Nicola trabalha para uma clínica comunitária no sul de Londres, em uma das áreas mais empobrecidas da cidade. Diz amar seu trabalho. Decidiu, por vocação, servir a comunidade em vez de partir para a iniciativa privada. “Saúde não é questão de dinheiro. E olha o que aconteceu”, avisou.
Ação policial
Perto dali, na esquina da The Strand com a Craven Street, próximo a Trafalgar Square, oito jovens com máscaras de Guy Fawkes, o personagem-símbolo do movimento dos indignados, são retirados da marcha pela polícia. Em seguida, são isolados em um cordão humano.
Na ação, a polícia conversa com os manifestantes, que retiram as máscaras, comem biscoitos e tiram fotos. A marcha continua. Após 15 minutos isolados – e fotografados à exaustão por jornalistas e curiosos – são liberados. Não houve violência.
Roberto Almeida
Um grupo de membros da NUT (National Union of Teachers), o sindicato britânico dos professores, conversava durante a marcha pela Northumberland Avenue em direção ao rio Tâmisa. Ben Hawr é professor de escola pública há 5 anos. “O moral na escola em que trabalho (na zona norte de Londres) é bom. Mas no geral está baixo. Estamos perdendo um dia de trabalho no nosso pagamento para estar aqui”, explica.

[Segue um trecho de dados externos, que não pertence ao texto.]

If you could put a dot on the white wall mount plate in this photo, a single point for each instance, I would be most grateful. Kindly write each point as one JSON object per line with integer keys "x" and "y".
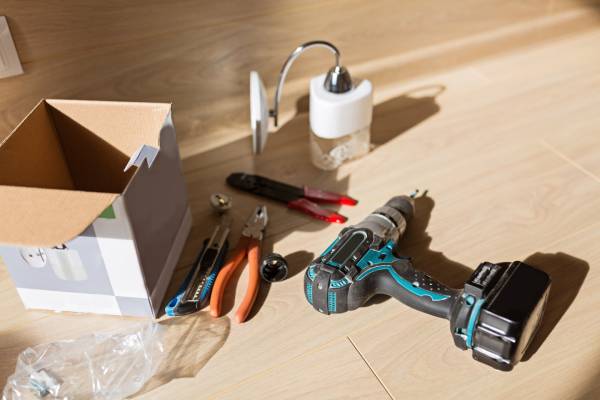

Hawr viu seu esquema de aposentadoria ser mudado em 2007. Na época, houve um aumento no percentual de contribuição. A proposta atual pede um novo aumento de 3% na contribuição – mas sem retorno quando a aposentadoria chegar. “Há cada vez menos professores. As pessoas já não pensam mais em seguir a carreira”, contou.
Para ele, uma mudança só virá quando funcionários do setor privado também participarem dos protestos. “Eles também estão sendo afetados. É possível, mas precisa haver uma coordenação”, disse.
Promessas
O trabalhista Ken Livingstone, candidato a prefeito de Londres, discursou no encerramento da marcha, em frente ao Parlamento. Ele lançou números para desenhar o quadro britânico hoje. “Um deputado ganha 40 mil libras por ano de aposentadoria. E o número de suicídios no metrô em Londres dobrou”, anotou.
Mark Serwotka, secretário-geral do PCS (Public and Commercial Services Union), um dos sindicatos que representa os servidores públicos, mandou um aviso ao primeiro-ministro David Cameron e ao vice Nick Clegg. “Se vocês não negociarem agora, faremos mais uma greve. A Grã-Bretanha vai se tornar mais inóspita. Mas vocês, trabalhadores, voltem ao trabalho amanhã com as cabeças erguidas. Vocês fizeram sua parte.
Pessimismo
Mark Smith foi o único funcionário da administração direta britânica que quis ver seu nome publicado. Ele trabalha na área de bem-estar social da prefeitura. Na saída do comício, ao lado de seu filho pequeno, pediu uma urgente radicalização do discurso e a tomada de ação direta para resolver a crise que envolve o país.
“Não vai dar em nada. Não acho suficiente. Acabou o comício, todo mundo vai para casa. É um anticlimax”, disse. Para Smith, nenhum dos partidos – Trabalhista, Liberal Democrata e Conservador – é a resposta.
“Meu filho já entende que estão querendo pegar o dinheiro da aposentadoria do papai. E eu só vejo decepção nas áreas pobres em que trabalho. Vi muita gente cruzando o piquete que bloqueava nosso escritório para trabalhar. Mas o que fazer? Estão tirando um dia de trabalho do nosso salário”, contou, antes de ir para casa. Amanhã ele volta ao trabalho.